It feels odd that a large city can be conquered by a single peasant if you are careless. Why would a city of 200 surrender to a lone peasant with a club? What about just converting a small percentage of your people to militia when you are attacked? They would just be a handful of crappy units but if you have city walls or the attacking force is very weak they could still win. Just base the number of these units off city size (or population). Maybe one per city size. The troops would be even worse then peasants so maybe give them 3 or 4 hitpoints and and attack of 1 with no armor. It would just offer a little realism and make cities a little more formidable.
Strongly agree that there needs to be something to make it harder to blitz cities in the early game. Think of how the Warrior and Archer unit make city conquest hard in the early game in Civ without a very large numerical advantage, and how there are city defender promotions that make it easier to defend a city than to fight in the field.
We are missing any similar mechanic.
Well, the example OP gave was a city with no defenders, which can also happen in Civ. But yes, early defenses are pretty weak, especially against a sovereign. There was a thread about how effective a sovereign rush is on a small map.
If the attacking force is weak, a defenseless city should be able to have the population rise up. It's kind of odd that 500 people can be conqurered by one guy with a pointy stick.
This is very interesting. Let me think about this.
i think this would be neat especially if the militia were a certain percentage of your total population. then assuming they won, after the battle you lost a certain amount of population based on the loses incurred in the battle.
say you have a pop of 1000(not sure what city level this is) then you might have 10 percent of your pop in a militia. this would be 100. i say make 5 20 unit stacks for combat. loose a stack and your pop drops 20 people after the battle.
edit: this would make a really cool tech advance in the warfare tech. it could get a little better with a couple upgrades. maybe go up the amount of population that can be in a battle. perhaps 1st level is 10% then second could be 15. max out at whatever you think is balanced.
Cool. I like your post.
Best regards,Steven.
I would suggest that one thing that would help is simply not to call the most basic unit a "peasant" because then people ask..."How can one peasant hold 30 peasants captive?". If you call him a "thug" or something, then at least it makes some sense that he might be able to intimidate some peace loving towns folk into doing his bidding.

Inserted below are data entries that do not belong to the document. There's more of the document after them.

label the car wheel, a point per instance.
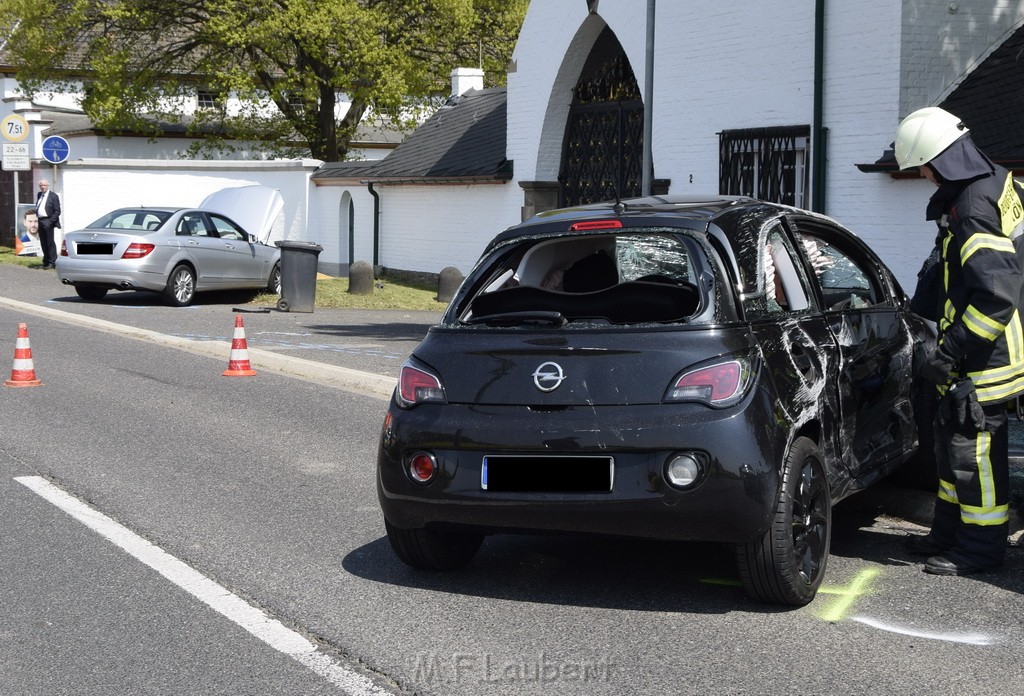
(274, 284)
(90, 293)
(431, 550)
(786, 565)
(921, 470)
(180, 287)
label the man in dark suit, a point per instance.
(48, 210)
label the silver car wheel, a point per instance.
(180, 287)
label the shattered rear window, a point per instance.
(588, 279)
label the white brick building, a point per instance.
(721, 70)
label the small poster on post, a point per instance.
(27, 240)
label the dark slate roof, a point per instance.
(990, 101)
(464, 140)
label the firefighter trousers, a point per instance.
(972, 513)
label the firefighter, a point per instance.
(978, 362)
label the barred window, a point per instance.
(207, 99)
(770, 164)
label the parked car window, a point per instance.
(225, 228)
(845, 281)
(131, 219)
(624, 278)
(192, 224)
(784, 283)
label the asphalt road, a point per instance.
(264, 487)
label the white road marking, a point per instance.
(235, 608)
(970, 639)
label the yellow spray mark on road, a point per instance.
(846, 597)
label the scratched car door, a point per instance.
(875, 375)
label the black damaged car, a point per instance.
(715, 368)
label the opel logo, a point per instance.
(549, 377)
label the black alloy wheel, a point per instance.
(786, 565)
(432, 550)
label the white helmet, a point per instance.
(923, 135)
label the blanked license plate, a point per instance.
(539, 474)
(94, 248)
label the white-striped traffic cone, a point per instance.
(238, 363)
(23, 374)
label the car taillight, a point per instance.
(136, 250)
(595, 224)
(719, 385)
(418, 386)
(422, 467)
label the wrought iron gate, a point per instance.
(602, 151)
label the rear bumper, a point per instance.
(113, 274)
(733, 502)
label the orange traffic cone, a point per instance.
(238, 363)
(23, 374)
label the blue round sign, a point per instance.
(55, 149)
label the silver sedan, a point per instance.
(176, 251)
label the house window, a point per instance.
(207, 99)
(770, 164)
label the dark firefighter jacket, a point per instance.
(981, 223)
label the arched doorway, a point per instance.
(346, 245)
(602, 150)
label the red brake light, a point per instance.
(422, 467)
(417, 386)
(717, 385)
(136, 250)
(595, 224)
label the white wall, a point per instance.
(750, 63)
(428, 228)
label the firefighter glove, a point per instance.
(960, 407)
(938, 366)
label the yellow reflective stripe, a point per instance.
(1015, 340)
(985, 241)
(947, 492)
(985, 517)
(1011, 210)
(982, 450)
(1000, 392)
(982, 325)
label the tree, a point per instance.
(140, 58)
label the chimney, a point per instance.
(465, 79)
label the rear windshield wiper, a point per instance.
(519, 318)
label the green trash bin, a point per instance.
(298, 275)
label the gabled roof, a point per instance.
(463, 141)
(990, 101)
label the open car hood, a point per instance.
(255, 208)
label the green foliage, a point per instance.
(141, 58)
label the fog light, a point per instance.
(683, 470)
(422, 467)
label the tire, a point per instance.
(90, 293)
(429, 550)
(273, 285)
(921, 471)
(786, 565)
(180, 289)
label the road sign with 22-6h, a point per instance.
(15, 157)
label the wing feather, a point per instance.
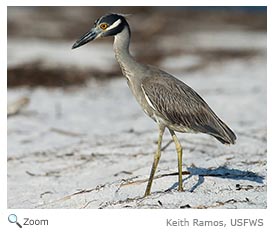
(181, 105)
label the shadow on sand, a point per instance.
(222, 172)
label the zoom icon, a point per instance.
(13, 219)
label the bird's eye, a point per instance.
(103, 26)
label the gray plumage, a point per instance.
(167, 100)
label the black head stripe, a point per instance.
(110, 19)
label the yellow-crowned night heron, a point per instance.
(168, 101)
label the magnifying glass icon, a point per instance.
(13, 219)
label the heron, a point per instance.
(171, 103)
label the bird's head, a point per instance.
(107, 25)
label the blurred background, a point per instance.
(59, 97)
(39, 40)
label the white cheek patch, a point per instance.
(114, 25)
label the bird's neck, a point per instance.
(122, 54)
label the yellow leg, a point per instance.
(155, 162)
(179, 152)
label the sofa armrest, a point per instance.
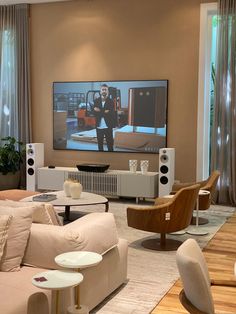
(94, 232)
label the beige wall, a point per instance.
(118, 40)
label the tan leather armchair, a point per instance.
(173, 215)
(196, 296)
(208, 185)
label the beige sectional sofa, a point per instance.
(94, 232)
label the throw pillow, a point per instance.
(5, 221)
(18, 234)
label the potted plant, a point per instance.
(11, 158)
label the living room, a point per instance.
(100, 40)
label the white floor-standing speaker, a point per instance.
(166, 170)
(34, 160)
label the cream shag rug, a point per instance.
(150, 273)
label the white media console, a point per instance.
(110, 183)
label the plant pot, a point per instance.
(9, 181)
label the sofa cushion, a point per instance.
(43, 213)
(18, 234)
(94, 232)
(5, 221)
(16, 194)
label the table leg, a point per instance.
(57, 301)
(106, 206)
(195, 230)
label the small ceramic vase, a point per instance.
(66, 187)
(75, 189)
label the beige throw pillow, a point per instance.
(18, 234)
(5, 221)
(43, 213)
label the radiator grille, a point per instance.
(100, 183)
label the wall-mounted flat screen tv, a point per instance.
(119, 116)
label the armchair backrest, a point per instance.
(195, 277)
(174, 215)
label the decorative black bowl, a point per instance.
(93, 167)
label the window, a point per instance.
(205, 86)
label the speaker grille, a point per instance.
(164, 169)
(30, 161)
(30, 171)
(164, 158)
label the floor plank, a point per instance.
(220, 255)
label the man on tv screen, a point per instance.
(104, 112)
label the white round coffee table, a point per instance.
(65, 201)
(78, 260)
(57, 280)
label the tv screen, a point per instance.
(120, 116)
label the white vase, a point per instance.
(66, 187)
(75, 189)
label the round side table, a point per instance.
(78, 260)
(57, 280)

You could argue that whether or not a city is conquerable by a guy with a pointy stick is possibly as much to do with alliegance to a sovereign than anything else. It's possibly a bit late to add new concepts such as cultural alliegance, but maybe having militia power being improved by the sovereigns charisma might make sense, and make Cha not the usual dump stat. A charming sovereign commands the devotion of his or her people, making it harder to take their cities without a fight.
One of the city upgrade options is currently "Spawn Random Guardian Unit". If you did add militia, this could be "upgrade militia" option instead. So a basic city starts with a fairly useless militia unit by default, but choosing the upgrade milita option each time the city grows would mean you would maintain pretty powerful garrison there, large enough to defend against moderate armies without a large expense. This would be pretty useful to border towns, and add some decision making and variety to cities, as you would have to chose this over gildar or tech production.
Good idea. Especially a tech to improve it. You could call it "town watch" or something. Maybe there's also a building where you can spend gold and metal (and building space) to create a town watch weapons locker and upgrade them a bit.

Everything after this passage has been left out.